Pragati Priya, a 29‑year‑old content creator from Jharkhand, is set to attend a master’s in global economic affairs in Rome this September. She hopes the programme will open doors in Europe, but the steep decline of the rupee against the euro means she must now borrow more than before to cover tuition that previously seemed affordable.



  India now supplies more than 1.2 million higher‑education students abroad, overtaking China as the largest source of international learners. Yet a depreciating currency, bleak job prospects in the US and Europe and stricter visa accreditation have roped many of them back to the home country. Recent surveys show a 20% fall in UK enrolments and almost 7% decline in US intake over the last year.



  The rupee’s decline is compounded by the fact that international students who have already paid part of their fees need to refinance loans to cover later instalments. From 2019 to 2024, it has fallen 35‑47% against major study destinations, eroding the value of funds used to pay tuition and living costs overseas.

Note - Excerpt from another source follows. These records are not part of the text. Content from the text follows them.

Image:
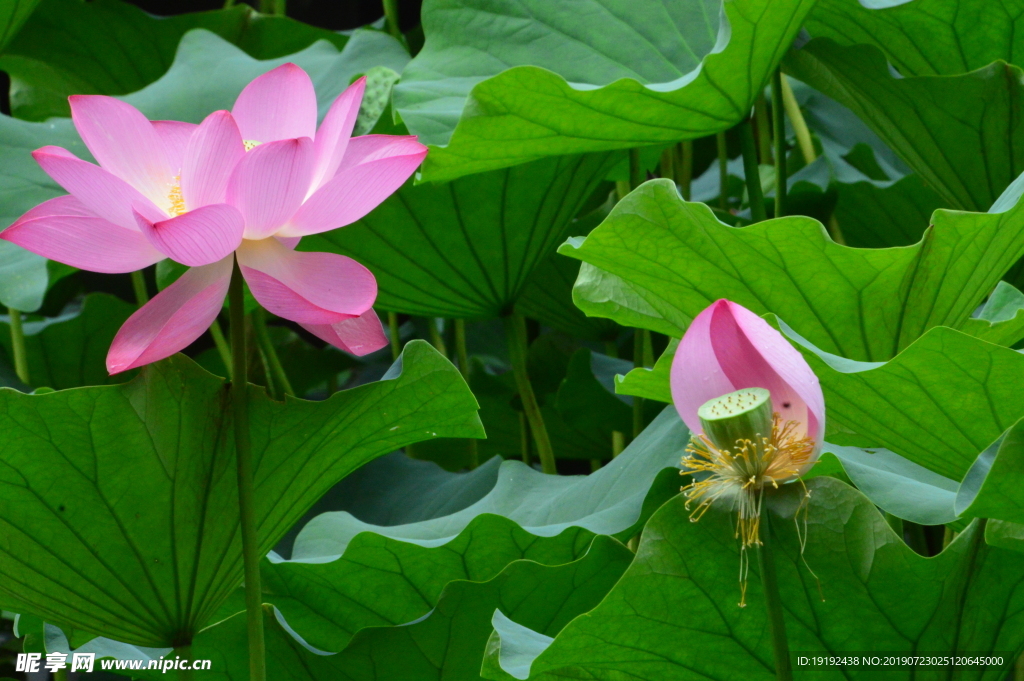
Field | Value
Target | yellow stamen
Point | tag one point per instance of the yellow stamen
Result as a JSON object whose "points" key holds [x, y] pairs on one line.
{"points": [[177, 202], [739, 475]]}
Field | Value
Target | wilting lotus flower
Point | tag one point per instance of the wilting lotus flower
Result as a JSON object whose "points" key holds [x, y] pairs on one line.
{"points": [[245, 183], [755, 409]]}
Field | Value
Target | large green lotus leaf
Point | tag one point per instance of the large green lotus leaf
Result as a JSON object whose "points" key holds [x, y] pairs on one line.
{"points": [[501, 83], [466, 249], [208, 74], [615, 500], [446, 645], [860, 303], [70, 350], [674, 615], [927, 37], [13, 14], [111, 47], [119, 503], [969, 154], [381, 581]]}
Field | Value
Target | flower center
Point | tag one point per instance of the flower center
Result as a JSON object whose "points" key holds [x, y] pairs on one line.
{"points": [[177, 202]]}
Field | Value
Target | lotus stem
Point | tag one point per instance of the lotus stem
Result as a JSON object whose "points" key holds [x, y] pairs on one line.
{"points": [[223, 349], [515, 332], [763, 137], [751, 172], [393, 332], [391, 17], [773, 601], [138, 283], [17, 345], [778, 124], [270, 352], [723, 171], [247, 494], [799, 124], [684, 169], [463, 355]]}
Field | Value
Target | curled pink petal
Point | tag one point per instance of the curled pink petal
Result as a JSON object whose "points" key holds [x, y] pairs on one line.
{"points": [[124, 142], [100, 192], [209, 159], [174, 136], [356, 189], [334, 133], [726, 348], [175, 317], [269, 183], [81, 241], [308, 288], [197, 238], [279, 104], [358, 336]]}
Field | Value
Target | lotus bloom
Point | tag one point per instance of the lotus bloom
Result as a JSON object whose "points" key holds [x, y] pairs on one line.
{"points": [[754, 407], [244, 184]]}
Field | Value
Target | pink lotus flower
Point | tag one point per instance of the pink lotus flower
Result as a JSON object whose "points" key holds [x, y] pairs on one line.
{"points": [[734, 375], [247, 183]]}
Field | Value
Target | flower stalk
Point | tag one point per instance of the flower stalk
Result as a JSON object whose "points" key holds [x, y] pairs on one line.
{"points": [[17, 345], [515, 332], [773, 601], [751, 172], [778, 124], [247, 494]]}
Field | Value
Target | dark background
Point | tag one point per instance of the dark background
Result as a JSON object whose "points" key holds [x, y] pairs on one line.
{"points": [[333, 14]]}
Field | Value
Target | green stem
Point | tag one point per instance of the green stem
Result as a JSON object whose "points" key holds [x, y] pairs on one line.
{"points": [[800, 128], [524, 438], [723, 171], [247, 495], [636, 172], [263, 338], [773, 601], [391, 17], [778, 123], [515, 332], [393, 332], [138, 283], [435, 336], [684, 174], [223, 349], [463, 354], [17, 345], [751, 172], [763, 138], [184, 652]]}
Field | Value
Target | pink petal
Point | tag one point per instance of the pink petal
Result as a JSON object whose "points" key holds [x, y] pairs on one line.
{"points": [[279, 104], [727, 347], [209, 159], [197, 238], [269, 183], [124, 142], [334, 133], [98, 190], [85, 242], [356, 189], [308, 288], [66, 205], [359, 335], [175, 317], [174, 136]]}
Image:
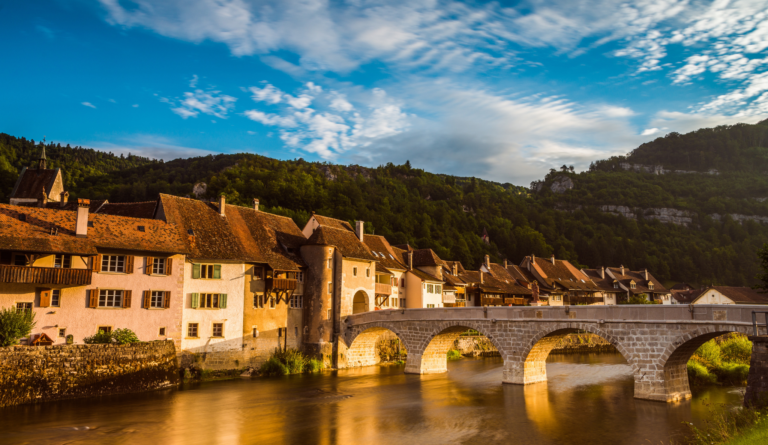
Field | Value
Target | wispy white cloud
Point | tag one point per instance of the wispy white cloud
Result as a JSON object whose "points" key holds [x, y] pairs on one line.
{"points": [[207, 102]]}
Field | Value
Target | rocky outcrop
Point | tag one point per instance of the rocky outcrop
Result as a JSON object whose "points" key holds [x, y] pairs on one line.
{"points": [[561, 184]]}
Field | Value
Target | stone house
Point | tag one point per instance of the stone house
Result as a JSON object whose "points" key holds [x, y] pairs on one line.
{"points": [[560, 282], [730, 295], [341, 274], [608, 290], [81, 272], [633, 283]]}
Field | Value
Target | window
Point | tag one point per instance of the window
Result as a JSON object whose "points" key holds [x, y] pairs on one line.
{"points": [[156, 299], [212, 301], [297, 301], [110, 298], [112, 263], [158, 266], [206, 271], [62, 261]]}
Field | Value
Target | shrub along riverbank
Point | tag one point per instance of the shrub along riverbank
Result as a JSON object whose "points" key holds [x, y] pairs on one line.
{"points": [[723, 360]]}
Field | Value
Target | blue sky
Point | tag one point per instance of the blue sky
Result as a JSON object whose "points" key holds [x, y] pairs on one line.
{"points": [[499, 90]]}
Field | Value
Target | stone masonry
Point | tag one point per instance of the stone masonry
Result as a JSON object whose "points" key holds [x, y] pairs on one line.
{"points": [[656, 341], [41, 374]]}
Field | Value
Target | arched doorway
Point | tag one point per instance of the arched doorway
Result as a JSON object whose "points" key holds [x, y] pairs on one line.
{"points": [[360, 302]]}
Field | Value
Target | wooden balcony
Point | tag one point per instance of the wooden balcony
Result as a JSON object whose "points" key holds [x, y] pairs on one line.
{"points": [[281, 284], [45, 275]]}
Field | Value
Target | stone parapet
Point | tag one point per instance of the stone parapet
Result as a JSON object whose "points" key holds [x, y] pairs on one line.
{"points": [[42, 374]]}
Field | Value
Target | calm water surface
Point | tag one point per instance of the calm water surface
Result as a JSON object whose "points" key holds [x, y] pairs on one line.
{"points": [[587, 400]]}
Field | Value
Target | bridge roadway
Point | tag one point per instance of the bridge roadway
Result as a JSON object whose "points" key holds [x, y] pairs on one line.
{"points": [[656, 340]]}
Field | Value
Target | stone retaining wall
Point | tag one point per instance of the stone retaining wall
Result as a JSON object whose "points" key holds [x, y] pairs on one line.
{"points": [[42, 374]]}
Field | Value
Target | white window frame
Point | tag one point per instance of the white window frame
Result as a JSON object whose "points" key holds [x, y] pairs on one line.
{"points": [[111, 298], [113, 263]]}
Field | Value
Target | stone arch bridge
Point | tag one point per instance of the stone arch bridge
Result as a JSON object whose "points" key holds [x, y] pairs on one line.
{"points": [[656, 341]]}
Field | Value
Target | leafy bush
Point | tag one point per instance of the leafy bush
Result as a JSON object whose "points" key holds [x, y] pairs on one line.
{"points": [[124, 336], [99, 338], [736, 349], [698, 374], [15, 325]]}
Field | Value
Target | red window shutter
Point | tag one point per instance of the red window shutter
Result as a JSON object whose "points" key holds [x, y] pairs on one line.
{"points": [[94, 300], [45, 297]]}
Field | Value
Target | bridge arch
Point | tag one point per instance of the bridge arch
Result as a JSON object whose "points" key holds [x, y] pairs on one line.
{"points": [[674, 363], [528, 365], [358, 348], [430, 354]]}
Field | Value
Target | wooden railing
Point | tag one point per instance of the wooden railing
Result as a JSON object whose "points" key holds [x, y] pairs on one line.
{"points": [[45, 275], [281, 283]]}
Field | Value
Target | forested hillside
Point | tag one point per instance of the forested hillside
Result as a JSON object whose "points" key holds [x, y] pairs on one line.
{"points": [[449, 213]]}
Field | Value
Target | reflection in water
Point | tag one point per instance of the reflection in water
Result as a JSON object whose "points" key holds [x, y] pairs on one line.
{"points": [[588, 399]]}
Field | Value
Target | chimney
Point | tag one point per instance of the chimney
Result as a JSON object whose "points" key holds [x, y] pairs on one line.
{"points": [[81, 225], [360, 229], [43, 199]]}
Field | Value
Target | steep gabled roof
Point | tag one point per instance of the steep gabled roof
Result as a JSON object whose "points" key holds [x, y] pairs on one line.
{"points": [[327, 221], [32, 182], [206, 234], [278, 238], [105, 232], [384, 252], [347, 242], [131, 209], [739, 295]]}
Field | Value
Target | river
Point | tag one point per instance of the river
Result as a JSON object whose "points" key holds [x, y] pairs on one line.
{"points": [[587, 400]]}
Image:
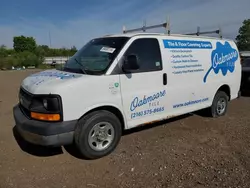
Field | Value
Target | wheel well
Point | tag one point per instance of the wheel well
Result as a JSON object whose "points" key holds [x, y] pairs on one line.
{"points": [[226, 89], [111, 109]]}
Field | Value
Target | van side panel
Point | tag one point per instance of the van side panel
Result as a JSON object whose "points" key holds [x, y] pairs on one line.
{"points": [[197, 68]]}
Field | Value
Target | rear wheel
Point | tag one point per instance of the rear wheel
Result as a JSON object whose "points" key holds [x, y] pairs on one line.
{"points": [[220, 104], [97, 134]]}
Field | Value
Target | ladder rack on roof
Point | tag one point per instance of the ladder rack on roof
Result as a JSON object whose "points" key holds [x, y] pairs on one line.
{"points": [[144, 27], [167, 26]]}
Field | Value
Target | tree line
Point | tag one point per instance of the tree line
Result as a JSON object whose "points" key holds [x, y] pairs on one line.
{"points": [[26, 52]]}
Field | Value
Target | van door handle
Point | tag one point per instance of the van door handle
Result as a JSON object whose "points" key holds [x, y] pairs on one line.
{"points": [[165, 79]]}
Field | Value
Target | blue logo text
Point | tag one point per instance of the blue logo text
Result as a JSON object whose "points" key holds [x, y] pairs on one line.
{"points": [[222, 58], [140, 102]]}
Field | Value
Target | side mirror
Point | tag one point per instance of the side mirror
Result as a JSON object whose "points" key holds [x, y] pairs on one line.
{"points": [[130, 63]]}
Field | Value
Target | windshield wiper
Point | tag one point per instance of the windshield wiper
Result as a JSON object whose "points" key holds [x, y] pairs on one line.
{"points": [[81, 66]]}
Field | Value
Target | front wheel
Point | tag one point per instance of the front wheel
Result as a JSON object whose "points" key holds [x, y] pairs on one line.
{"points": [[220, 104], [97, 134]]}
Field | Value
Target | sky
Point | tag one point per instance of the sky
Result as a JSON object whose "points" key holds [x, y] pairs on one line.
{"points": [[75, 22]]}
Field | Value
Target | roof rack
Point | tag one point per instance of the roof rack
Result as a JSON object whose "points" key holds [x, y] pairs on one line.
{"points": [[166, 25], [198, 33], [144, 27]]}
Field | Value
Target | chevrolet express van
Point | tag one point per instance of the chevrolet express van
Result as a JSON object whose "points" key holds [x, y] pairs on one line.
{"points": [[119, 82]]}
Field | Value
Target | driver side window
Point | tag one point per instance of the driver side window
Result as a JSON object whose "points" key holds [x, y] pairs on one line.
{"points": [[148, 53]]}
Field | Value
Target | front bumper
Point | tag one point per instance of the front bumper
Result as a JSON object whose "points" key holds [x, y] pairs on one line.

  The Global Student Flows Report 2026 forecasts an average decline of 0.5% across the US, UK, Canada and Australia for the next few years, but shows rising interest in Germany, Ireland, Italy and other European nations. These countries offer lower tuition, shorter study periods, and more favourable post‑study work pathways that appeal to cost‑conscious Indian families.



  Industry voices warn that the combined effect of a weak rupee, tightened immigration, and a challenging job market creates a “perfect storm” for both universities and the students they host. For the US and the UK, which have built soft‑power through international education, the trend could undermine their soft‑power and economic influence.